Houston Methodist aims to create an intelligent healthcare system of the future powered by technology and AI. But for the next year they’re focused on which use cases will make the biggest impact right away for the clinical teams.

“We’re really trying to look at what is bringing the greatest value to the organization,” Ms. Stansbury said. “We’re all being hit hard right now from governmental changes to payer changes and everything else, and yet you want to provide the best care overall to your patients and having our clinicians utilize the best tools will help them do that. But we still have to remain financially stable.”

Governance as infrastructure
At Mount Sinai Health System in New York City, the focus over the past year has centered on building the structures necessary to scale AI safely. Girish N. Nadkarni, MD, chair of the Windreich Department of Artificial Intelligence and Human Health and chief AI officer, said the system designed governance structures to streamline decision-making while maintaining oversight.

“We sort of harmonize and streamline all of the government structures in order to make sure that it becomes more of an enabler and a force multiplier rather than a blocker,” he said.

Mount Sinai divided AI oversight by persona — patient-facing, clinician-facing, workforce-facing and researcher-facing — with executive-level escalation for high-risk decisions. The system also established what Dr. Nadkarni described as an AI assurance lab designed to make sure that AI is safe, effective, responsible so that anything that gets deployed into clinical care is assured and eliminates bias.

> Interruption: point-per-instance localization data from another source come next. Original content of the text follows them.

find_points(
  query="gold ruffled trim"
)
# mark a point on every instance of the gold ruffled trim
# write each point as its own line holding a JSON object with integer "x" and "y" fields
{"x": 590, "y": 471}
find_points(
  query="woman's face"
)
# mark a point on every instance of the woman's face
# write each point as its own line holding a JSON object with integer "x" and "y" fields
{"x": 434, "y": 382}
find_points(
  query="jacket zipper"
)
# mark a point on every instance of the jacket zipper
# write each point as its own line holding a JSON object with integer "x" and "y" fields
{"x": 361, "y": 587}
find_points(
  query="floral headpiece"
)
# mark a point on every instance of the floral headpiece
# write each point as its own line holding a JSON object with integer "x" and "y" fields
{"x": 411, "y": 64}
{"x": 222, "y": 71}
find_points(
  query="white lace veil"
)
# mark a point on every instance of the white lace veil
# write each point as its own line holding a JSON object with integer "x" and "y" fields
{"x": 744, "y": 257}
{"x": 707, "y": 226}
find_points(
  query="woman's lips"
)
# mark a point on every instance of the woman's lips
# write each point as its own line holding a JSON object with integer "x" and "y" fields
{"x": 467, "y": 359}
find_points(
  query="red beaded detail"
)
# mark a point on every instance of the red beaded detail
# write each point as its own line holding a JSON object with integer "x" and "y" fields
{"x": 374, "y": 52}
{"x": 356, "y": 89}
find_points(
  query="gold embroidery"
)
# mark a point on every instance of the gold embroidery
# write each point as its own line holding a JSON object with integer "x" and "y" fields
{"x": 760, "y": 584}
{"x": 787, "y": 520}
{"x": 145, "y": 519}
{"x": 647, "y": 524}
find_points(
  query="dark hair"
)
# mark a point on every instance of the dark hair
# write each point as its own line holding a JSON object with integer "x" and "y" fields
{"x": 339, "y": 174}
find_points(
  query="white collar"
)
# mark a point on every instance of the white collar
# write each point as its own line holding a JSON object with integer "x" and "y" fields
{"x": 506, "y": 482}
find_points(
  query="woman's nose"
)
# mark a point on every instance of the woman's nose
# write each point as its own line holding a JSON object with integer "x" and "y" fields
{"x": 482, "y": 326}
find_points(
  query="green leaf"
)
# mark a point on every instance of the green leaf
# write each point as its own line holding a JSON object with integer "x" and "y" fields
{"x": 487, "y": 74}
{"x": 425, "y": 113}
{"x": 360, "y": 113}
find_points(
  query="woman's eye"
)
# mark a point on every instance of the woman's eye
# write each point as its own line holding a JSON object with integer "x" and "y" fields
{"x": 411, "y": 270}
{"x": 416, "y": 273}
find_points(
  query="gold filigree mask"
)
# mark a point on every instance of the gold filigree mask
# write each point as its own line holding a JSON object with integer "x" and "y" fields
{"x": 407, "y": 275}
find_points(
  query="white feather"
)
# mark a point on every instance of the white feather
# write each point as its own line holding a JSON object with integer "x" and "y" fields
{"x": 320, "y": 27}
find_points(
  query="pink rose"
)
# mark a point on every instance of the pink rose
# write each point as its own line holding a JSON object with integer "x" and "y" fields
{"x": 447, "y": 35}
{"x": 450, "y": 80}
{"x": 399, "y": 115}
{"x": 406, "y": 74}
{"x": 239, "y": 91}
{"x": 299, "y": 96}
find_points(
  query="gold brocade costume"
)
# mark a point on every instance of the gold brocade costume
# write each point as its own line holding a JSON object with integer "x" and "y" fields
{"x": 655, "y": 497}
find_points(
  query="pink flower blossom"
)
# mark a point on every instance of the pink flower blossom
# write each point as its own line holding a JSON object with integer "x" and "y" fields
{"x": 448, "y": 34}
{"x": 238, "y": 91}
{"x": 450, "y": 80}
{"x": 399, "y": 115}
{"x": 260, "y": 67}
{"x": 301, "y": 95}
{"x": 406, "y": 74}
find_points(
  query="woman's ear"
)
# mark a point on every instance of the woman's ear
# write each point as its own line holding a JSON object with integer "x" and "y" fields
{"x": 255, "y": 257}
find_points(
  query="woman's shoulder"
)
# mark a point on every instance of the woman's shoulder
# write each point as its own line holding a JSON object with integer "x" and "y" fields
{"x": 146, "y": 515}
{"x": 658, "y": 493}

Alongside governance, Mount Sinai is expanding AI’s role in access and care redesign. Nicholas Gavin, MD, vice president and chief clinical innovation officer, said asynchronous care models are part of a broader effort to reduce dependence on traditional visit structures.

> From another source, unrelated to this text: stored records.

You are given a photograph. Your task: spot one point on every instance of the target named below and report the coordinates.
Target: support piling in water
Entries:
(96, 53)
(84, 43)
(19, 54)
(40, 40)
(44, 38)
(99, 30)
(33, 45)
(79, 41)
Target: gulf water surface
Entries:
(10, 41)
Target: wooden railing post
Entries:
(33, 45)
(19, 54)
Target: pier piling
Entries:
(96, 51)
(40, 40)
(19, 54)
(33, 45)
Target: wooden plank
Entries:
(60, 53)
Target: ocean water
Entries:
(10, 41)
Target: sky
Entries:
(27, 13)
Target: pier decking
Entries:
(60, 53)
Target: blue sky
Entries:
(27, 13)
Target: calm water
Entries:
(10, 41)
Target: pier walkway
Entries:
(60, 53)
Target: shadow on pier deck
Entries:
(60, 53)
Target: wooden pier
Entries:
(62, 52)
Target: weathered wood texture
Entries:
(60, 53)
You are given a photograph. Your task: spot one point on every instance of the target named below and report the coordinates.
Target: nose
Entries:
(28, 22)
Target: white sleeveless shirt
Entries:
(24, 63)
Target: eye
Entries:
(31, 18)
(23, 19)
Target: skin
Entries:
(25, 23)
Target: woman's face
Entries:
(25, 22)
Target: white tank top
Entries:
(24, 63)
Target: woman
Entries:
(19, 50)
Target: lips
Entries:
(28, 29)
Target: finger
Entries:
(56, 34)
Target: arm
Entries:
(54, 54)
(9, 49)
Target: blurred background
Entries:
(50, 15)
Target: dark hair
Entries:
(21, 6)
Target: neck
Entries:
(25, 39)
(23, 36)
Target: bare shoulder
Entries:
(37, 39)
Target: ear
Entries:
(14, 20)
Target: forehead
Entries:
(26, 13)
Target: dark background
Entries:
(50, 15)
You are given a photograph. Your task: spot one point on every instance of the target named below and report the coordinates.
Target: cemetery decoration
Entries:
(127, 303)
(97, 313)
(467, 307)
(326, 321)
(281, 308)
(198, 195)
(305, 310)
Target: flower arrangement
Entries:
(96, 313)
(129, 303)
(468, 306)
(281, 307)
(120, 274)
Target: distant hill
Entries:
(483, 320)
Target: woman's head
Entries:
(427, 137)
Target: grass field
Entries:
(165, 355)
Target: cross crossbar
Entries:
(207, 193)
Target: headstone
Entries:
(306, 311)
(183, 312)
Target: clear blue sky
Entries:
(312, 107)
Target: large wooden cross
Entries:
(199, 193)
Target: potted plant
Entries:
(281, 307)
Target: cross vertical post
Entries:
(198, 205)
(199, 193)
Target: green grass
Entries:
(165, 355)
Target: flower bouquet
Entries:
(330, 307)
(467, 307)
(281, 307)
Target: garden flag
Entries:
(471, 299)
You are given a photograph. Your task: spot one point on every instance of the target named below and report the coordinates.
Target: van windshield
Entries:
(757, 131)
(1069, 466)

“We don’t want to be dependent on a model where a patient has to find time to get on a video visit or go to a clinic in order to receive care,” Dr. Gavin said.

Generative AI is central to that strategy.

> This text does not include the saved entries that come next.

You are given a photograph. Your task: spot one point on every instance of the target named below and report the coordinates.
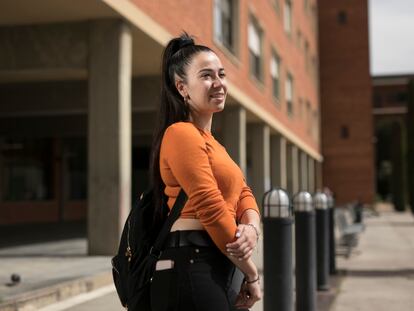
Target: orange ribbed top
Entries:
(217, 192)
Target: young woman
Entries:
(219, 224)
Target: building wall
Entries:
(178, 16)
(346, 105)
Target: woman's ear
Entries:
(181, 87)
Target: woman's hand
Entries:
(243, 247)
(249, 294)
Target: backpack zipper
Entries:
(128, 252)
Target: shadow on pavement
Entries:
(25, 234)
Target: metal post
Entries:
(332, 247)
(277, 242)
(305, 237)
(320, 201)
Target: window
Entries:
(289, 94)
(275, 74)
(287, 18)
(276, 5)
(307, 56)
(342, 18)
(315, 125)
(344, 132)
(255, 49)
(26, 169)
(225, 23)
(75, 154)
(300, 108)
(299, 39)
(308, 117)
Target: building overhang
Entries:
(148, 37)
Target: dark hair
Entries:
(177, 55)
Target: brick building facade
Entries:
(79, 82)
(346, 100)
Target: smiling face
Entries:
(205, 84)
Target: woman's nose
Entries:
(217, 82)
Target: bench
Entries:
(346, 229)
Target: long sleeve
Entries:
(185, 153)
(246, 202)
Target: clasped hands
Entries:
(246, 242)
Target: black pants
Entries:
(202, 280)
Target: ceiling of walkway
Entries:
(146, 51)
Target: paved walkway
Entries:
(380, 272)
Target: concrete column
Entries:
(260, 166)
(311, 174)
(109, 134)
(295, 169)
(303, 171)
(234, 134)
(278, 161)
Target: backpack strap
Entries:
(172, 217)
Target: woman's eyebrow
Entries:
(209, 70)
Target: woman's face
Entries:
(205, 86)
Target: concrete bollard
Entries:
(277, 242)
(305, 238)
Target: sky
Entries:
(391, 36)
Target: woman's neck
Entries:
(201, 122)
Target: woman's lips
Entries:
(217, 96)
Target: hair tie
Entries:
(185, 42)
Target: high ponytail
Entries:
(177, 55)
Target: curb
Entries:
(45, 296)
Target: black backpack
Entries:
(139, 249)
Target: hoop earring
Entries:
(186, 101)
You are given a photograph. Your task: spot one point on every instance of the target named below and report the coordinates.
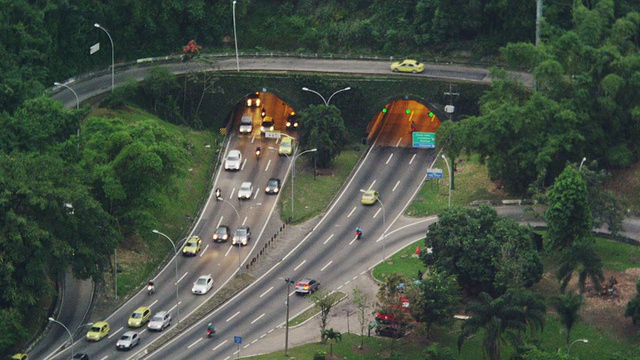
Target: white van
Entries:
(246, 124)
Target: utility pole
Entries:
(449, 109)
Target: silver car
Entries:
(128, 340)
(246, 190)
(242, 236)
(159, 321)
(233, 161)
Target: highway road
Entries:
(328, 253)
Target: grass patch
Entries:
(139, 257)
(471, 182)
(313, 194)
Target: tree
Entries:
(567, 306)
(329, 334)
(362, 303)
(324, 130)
(440, 299)
(568, 215)
(633, 306)
(497, 317)
(323, 302)
(580, 257)
(484, 252)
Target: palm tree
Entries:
(497, 317)
(568, 305)
(329, 334)
(580, 257)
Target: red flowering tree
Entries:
(191, 50)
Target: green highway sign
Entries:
(424, 140)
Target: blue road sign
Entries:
(434, 173)
(424, 140)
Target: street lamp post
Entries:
(326, 102)
(582, 162)
(384, 227)
(219, 198)
(112, 55)
(175, 261)
(286, 325)
(448, 169)
(235, 36)
(69, 332)
(575, 341)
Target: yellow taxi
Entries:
(286, 146)
(98, 330)
(408, 65)
(139, 317)
(192, 246)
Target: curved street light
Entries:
(112, 55)
(326, 102)
(175, 258)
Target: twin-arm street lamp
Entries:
(112, 55)
(326, 102)
(175, 261)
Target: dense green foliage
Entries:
(587, 102)
(485, 253)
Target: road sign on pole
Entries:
(434, 173)
(424, 140)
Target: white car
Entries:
(246, 190)
(202, 285)
(159, 321)
(233, 161)
(246, 124)
(128, 340)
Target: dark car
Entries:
(292, 121)
(307, 286)
(273, 186)
(221, 234)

“Patients with the chatbot provide a unique opportunity in order to augment care and improve access and provide shift care from reactive to proactive at a scale that has never been done before,” Dr. Nadkarni said.

At the same time, Mount Sinai’s leaders are cautious about overextension.

“We are being pitched different solutions every single day,” Dr. Gavin said. “I think it’s really, really important to focus on execution and focus on execution around core problems for the organization as opposed to getting distracted by shiny objects in the periphery.”

Dr. Nadkarni emphasized the importance of clarity and patient-centeredness. “It’s important to start with the why we are doing this and also keep the patients at the center of all of this and figure out what’s the best, most scalable way to help them safely and effectively,” he said.